L’étude électorale suisse Selects
Depuis 1995, Selects étudie la participation politique et le comportement électoral des citoyennes et citoyens suisses lors des élections fédérales. Dans le cadre de Selects 2019, une enquête panel a été menée. Les mêmes personnes ont été interrogées à trois reprises, avant et après les élections fédérales. Pour la première fois dans l’histoire de Selects, cette enquête panel sera poursuivie jusqu’aux prochaines élections fédérales avec des enquêtes de suivi annuelles. Celles-ci permettent d’analyser l’évolution des préférences individuelles entre deux élections fédérales.
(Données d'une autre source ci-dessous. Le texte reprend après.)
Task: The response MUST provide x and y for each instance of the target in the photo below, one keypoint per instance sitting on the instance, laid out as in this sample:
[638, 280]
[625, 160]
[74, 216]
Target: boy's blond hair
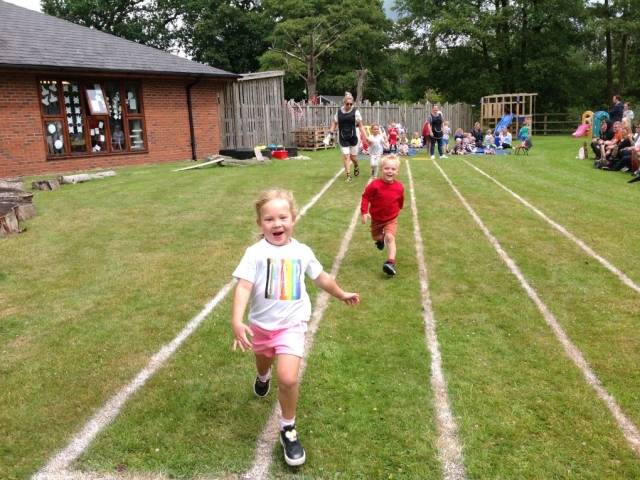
[389, 159]
[272, 194]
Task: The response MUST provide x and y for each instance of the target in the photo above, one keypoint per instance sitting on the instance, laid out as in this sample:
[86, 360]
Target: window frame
[103, 113]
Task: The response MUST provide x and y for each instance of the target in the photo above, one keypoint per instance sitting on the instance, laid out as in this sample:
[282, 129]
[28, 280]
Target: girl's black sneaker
[293, 451]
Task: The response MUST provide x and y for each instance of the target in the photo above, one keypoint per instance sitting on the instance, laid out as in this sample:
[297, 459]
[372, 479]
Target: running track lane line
[626, 280]
[58, 466]
[270, 435]
[629, 430]
[449, 447]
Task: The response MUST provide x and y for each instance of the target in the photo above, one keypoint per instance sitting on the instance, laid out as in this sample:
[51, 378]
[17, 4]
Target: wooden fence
[412, 117]
[253, 111]
[256, 113]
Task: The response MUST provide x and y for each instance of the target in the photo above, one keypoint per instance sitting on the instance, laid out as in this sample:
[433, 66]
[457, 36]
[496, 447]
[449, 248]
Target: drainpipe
[194, 155]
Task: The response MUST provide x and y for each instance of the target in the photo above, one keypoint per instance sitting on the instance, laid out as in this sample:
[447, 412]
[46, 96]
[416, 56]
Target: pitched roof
[34, 40]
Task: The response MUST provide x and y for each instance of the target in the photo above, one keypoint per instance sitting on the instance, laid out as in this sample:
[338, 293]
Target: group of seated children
[396, 140]
[617, 148]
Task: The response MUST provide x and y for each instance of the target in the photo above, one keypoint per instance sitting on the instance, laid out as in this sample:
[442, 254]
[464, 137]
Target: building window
[90, 118]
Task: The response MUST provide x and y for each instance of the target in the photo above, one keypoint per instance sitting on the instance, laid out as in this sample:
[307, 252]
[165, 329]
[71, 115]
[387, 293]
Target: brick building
[73, 98]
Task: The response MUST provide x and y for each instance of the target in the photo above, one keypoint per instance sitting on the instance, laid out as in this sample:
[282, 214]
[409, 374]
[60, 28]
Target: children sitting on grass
[458, 148]
[416, 141]
[403, 149]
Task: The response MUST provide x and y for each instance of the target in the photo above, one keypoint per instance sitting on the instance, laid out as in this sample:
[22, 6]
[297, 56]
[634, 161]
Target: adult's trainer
[348, 120]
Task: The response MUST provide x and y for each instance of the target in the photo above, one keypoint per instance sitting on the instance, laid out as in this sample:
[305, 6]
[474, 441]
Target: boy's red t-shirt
[382, 200]
[393, 135]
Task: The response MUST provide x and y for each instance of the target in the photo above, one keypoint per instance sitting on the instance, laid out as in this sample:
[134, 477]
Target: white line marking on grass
[58, 465]
[626, 280]
[629, 430]
[271, 433]
[449, 447]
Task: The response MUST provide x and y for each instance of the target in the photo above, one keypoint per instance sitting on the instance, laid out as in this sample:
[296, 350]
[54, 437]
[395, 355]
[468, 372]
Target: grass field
[523, 267]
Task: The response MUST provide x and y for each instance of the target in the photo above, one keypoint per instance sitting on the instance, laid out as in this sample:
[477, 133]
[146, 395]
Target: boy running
[382, 200]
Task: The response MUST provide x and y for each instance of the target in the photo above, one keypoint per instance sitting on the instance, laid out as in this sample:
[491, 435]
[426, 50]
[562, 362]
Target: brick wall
[22, 140]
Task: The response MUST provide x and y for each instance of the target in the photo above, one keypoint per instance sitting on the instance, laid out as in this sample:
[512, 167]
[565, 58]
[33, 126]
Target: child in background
[377, 144]
[489, 141]
[382, 200]
[525, 131]
[426, 136]
[446, 133]
[403, 149]
[459, 134]
[458, 148]
[416, 142]
[393, 133]
[271, 277]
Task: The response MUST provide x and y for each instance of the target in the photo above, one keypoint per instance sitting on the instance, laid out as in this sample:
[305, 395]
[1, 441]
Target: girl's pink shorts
[289, 340]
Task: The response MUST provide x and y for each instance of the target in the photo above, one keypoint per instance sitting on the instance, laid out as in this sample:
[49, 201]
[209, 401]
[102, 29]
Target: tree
[313, 38]
[494, 46]
[230, 35]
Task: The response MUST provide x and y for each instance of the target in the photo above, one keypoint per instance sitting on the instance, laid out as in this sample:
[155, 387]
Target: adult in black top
[435, 121]
[478, 135]
[616, 113]
[348, 121]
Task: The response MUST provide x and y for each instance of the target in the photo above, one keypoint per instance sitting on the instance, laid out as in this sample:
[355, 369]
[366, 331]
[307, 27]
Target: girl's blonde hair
[389, 159]
[273, 194]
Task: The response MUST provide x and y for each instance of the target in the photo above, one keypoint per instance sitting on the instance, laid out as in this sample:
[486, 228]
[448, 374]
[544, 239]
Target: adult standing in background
[478, 135]
[616, 113]
[435, 121]
[348, 121]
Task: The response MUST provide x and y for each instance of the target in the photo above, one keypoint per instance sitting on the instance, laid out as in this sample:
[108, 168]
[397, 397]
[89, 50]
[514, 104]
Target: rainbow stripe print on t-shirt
[283, 279]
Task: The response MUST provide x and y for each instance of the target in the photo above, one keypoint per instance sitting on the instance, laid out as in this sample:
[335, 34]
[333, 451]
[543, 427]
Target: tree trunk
[8, 219]
[361, 76]
[608, 52]
[11, 194]
[84, 177]
[13, 183]
[45, 184]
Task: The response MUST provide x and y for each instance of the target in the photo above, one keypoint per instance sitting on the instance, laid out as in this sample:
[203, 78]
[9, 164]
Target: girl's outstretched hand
[351, 298]
[241, 331]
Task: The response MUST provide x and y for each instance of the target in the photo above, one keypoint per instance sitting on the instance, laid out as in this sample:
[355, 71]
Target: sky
[30, 4]
[35, 5]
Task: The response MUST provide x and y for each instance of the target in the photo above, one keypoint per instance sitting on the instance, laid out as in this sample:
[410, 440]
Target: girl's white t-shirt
[279, 296]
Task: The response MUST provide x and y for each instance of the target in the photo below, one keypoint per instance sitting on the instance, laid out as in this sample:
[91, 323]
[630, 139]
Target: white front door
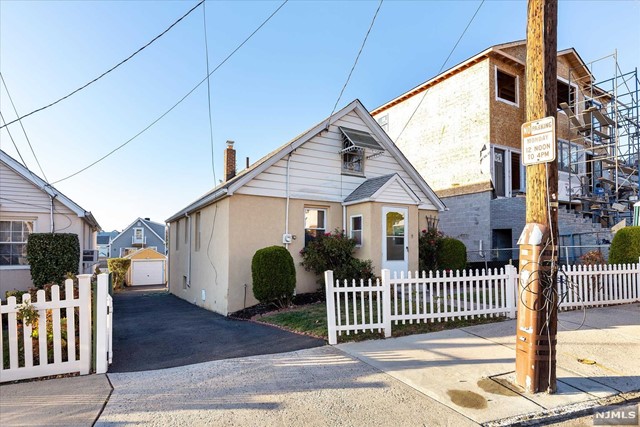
[395, 247]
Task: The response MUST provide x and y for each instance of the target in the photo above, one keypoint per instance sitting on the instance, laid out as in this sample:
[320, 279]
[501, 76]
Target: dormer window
[356, 146]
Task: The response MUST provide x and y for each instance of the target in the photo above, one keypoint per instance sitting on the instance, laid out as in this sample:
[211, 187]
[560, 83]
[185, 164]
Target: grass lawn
[312, 320]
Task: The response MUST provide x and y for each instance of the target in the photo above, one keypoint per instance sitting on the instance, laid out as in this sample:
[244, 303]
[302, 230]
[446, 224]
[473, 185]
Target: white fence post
[511, 290]
[386, 302]
[101, 324]
[331, 307]
[84, 291]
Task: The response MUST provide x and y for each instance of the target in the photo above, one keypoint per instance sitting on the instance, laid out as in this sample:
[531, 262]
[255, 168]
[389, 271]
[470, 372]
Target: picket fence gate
[17, 349]
[374, 305]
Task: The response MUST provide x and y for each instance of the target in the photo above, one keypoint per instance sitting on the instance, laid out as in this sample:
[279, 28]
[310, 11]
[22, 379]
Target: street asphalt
[459, 377]
[153, 330]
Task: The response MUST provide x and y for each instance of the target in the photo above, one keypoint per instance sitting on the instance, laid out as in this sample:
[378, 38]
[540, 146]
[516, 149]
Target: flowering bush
[334, 251]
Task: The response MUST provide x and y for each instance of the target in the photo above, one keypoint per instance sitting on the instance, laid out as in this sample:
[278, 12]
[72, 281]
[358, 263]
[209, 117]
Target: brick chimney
[229, 161]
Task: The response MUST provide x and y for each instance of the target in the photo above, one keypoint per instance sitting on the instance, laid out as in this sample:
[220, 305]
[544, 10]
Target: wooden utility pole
[537, 307]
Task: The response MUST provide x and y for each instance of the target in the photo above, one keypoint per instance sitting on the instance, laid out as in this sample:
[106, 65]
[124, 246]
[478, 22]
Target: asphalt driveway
[155, 330]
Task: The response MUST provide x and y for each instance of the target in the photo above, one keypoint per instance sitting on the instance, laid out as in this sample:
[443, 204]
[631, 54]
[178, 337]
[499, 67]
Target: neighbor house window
[353, 161]
[315, 223]
[356, 229]
[198, 226]
[177, 235]
[566, 94]
[506, 87]
[567, 157]
[13, 242]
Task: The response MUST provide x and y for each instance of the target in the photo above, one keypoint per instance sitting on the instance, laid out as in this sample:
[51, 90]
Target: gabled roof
[374, 189]
[41, 184]
[229, 187]
[149, 225]
[577, 65]
[368, 188]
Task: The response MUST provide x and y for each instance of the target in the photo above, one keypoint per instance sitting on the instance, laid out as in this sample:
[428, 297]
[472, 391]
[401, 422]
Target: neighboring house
[148, 267]
[141, 233]
[29, 205]
[461, 131]
[104, 242]
[345, 173]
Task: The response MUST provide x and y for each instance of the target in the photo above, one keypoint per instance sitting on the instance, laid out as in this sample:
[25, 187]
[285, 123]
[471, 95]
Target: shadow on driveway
[153, 329]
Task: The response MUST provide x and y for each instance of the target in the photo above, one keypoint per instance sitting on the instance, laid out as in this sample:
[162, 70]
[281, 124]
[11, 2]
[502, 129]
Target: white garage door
[147, 273]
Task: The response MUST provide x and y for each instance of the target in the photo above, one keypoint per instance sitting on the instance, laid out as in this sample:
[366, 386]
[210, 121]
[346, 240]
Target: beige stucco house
[29, 205]
[344, 173]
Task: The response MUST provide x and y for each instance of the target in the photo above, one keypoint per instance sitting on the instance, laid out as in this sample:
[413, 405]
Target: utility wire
[106, 72]
[355, 62]
[179, 101]
[440, 71]
[14, 142]
[23, 129]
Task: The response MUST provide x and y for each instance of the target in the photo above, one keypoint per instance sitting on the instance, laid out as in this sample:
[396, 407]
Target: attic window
[356, 145]
[566, 94]
[506, 87]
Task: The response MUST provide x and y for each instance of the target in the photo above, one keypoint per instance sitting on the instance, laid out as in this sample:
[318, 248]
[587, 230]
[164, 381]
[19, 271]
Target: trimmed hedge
[52, 257]
[452, 254]
[119, 268]
[274, 276]
[625, 247]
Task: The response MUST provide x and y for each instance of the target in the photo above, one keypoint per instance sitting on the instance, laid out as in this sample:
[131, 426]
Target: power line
[23, 129]
[181, 99]
[14, 142]
[355, 62]
[440, 71]
[108, 71]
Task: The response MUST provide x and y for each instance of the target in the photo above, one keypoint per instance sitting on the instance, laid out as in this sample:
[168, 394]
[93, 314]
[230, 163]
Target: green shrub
[334, 251]
[428, 244]
[625, 247]
[274, 276]
[593, 257]
[119, 268]
[52, 256]
[452, 254]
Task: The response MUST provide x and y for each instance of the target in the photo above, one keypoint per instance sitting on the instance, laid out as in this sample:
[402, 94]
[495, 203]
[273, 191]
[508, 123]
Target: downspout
[189, 254]
[286, 212]
[53, 226]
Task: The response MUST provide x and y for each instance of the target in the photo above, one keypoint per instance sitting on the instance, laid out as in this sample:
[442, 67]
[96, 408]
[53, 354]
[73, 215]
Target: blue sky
[283, 81]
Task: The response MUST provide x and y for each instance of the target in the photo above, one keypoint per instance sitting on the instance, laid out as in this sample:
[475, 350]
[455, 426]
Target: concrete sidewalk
[73, 401]
[458, 377]
[471, 370]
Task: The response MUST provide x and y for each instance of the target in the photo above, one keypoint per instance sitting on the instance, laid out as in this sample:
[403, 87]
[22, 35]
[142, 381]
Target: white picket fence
[18, 359]
[354, 307]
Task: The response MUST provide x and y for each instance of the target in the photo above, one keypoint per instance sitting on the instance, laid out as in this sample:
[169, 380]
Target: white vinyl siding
[315, 169]
[21, 196]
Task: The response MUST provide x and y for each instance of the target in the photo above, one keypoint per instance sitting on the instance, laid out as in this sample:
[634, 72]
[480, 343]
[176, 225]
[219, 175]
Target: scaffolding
[601, 159]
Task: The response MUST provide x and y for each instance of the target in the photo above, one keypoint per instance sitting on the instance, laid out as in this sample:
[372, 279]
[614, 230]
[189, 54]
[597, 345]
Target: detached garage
[148, 267]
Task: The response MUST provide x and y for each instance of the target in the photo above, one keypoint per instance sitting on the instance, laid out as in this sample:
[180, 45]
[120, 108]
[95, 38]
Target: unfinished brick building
[461, 131]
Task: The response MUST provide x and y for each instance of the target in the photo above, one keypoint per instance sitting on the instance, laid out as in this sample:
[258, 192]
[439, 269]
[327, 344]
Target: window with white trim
[13, 242]
[506, 87]
[566, 94]
[356, 229]
[315, 223]
[568, 157]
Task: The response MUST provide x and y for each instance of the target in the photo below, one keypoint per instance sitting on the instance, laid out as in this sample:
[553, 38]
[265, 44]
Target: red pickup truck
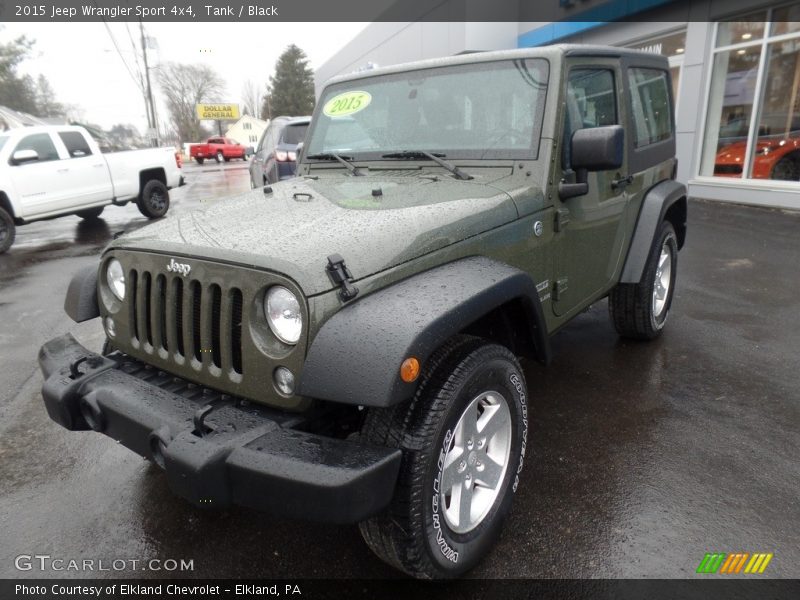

La quatrième vague du panel a eu lieu à l’automne 2020. Les analyses décrites ici se basent sur la cinquième vague de l’enquête, qui s’est déroulée du 27 septembre au 1er novembre 2021.

Selects est financée par le Fonds national suisse de la recherche scientifique (FNS) et réalisée par FORS à Lausanne. Tous les fichiers de données sont documentés et librement disponibles à des fins scientifiques auprès de FORS.


[i] Selects (2022). Panel Survey (waves 1-5) 2019-2021 [Dataset]. Distributed by FORS, Lausanne, www.selects.ch.